グレイフィアが触っている方と反対の翼をヴァーリが撫でる。

「うみゅ…」

「ええ、そういう事です」

ヴァーリがグレイフィアのレクチャーを受けて篝の翼を弄っていると、やがて寝息が聞こえ始めた。

「あ、寝ちゃった」

「ではここら辺でやめておきましょう。
あまりやり過ぎると括約筋が緩んだりしますから」

「え?それ実体験?誰にやったの?」

濁した言葉の意味を察したヴァーリは、グレイフィアに問いかけた。

「以前夫への仕返しとしてやったら3日ほど拗ねてしまいまして」

言うまでもなく彼女、グレイフィア・ルキフグスの夫とはこの冥界を統べる魔王の一人だ。

「うわぁ…それは…うん…魔王様も大変だね…」

「はい。

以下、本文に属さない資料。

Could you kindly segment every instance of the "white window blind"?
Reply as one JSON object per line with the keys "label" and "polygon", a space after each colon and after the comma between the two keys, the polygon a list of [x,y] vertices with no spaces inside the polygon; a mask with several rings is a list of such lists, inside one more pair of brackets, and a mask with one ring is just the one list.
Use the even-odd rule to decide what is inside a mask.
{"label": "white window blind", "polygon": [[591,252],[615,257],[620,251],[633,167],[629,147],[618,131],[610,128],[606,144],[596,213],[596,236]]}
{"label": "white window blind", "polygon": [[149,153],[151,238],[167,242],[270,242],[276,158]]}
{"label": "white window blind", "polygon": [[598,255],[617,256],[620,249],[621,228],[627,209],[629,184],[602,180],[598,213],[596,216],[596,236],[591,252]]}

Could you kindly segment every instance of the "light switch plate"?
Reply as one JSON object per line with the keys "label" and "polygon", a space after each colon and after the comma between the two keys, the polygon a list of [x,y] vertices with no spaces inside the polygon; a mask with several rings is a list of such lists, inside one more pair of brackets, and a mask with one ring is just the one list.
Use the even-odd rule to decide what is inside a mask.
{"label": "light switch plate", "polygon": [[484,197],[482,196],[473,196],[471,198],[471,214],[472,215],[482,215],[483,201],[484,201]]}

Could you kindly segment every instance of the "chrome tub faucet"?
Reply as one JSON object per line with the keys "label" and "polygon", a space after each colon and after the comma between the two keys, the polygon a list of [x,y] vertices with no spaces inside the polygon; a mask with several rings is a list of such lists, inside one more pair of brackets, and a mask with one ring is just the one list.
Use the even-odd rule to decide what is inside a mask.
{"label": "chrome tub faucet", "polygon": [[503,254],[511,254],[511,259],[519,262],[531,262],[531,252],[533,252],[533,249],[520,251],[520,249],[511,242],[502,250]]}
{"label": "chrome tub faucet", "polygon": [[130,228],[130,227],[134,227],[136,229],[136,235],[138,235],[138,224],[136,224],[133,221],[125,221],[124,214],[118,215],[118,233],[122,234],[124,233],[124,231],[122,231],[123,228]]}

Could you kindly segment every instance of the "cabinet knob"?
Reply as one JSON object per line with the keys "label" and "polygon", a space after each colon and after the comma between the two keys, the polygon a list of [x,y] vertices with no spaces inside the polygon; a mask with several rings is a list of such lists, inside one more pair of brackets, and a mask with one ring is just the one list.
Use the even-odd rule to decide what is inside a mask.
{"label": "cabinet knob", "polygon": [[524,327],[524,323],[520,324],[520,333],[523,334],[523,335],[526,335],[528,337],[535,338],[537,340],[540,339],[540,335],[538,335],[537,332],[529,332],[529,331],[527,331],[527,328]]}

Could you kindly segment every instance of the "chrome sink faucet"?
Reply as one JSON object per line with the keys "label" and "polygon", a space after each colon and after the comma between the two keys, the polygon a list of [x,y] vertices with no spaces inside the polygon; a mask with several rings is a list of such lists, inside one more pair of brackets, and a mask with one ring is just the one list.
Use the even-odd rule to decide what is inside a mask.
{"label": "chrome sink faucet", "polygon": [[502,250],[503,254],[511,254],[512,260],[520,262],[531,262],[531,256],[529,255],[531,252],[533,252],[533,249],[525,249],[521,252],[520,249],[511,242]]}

最終手段です」

ニッコリと笑ったグレイフィアをみたヴァーリは冷や汗を流した。

「え、えぇっと…リーアお姉ちゃん達の話し合いはもう終わったのかな…?」

この部屋には篝、ヴァーリ、グレイフィアしか居ない。

リアス、黒歌、白音の三人は今後の事を話し合うため別の部屋に移っていた。

「恐らくは既に終わっているでしょう。
大筋は篝様が決定されましたから」

なお三人が部屋を移ったのは、篝の翼をもふり続けるリアスを見かねたグレイフィアが義姉として追い出したからだ。

「如何なさいますか?」

「んー…邪魔しちゃ悪いかな。
リーアお姉ちゃんの事だしやることやったら篝の所に来るだろうから、それまでまちます」

side out









side The Lucifer

「私は…父親としても…夫としても…
それどころか、個人としても失格だ…」

雷光が、泣きながら言った。

酒の入ったグラスは、今にも割れそうな程に握り締められている。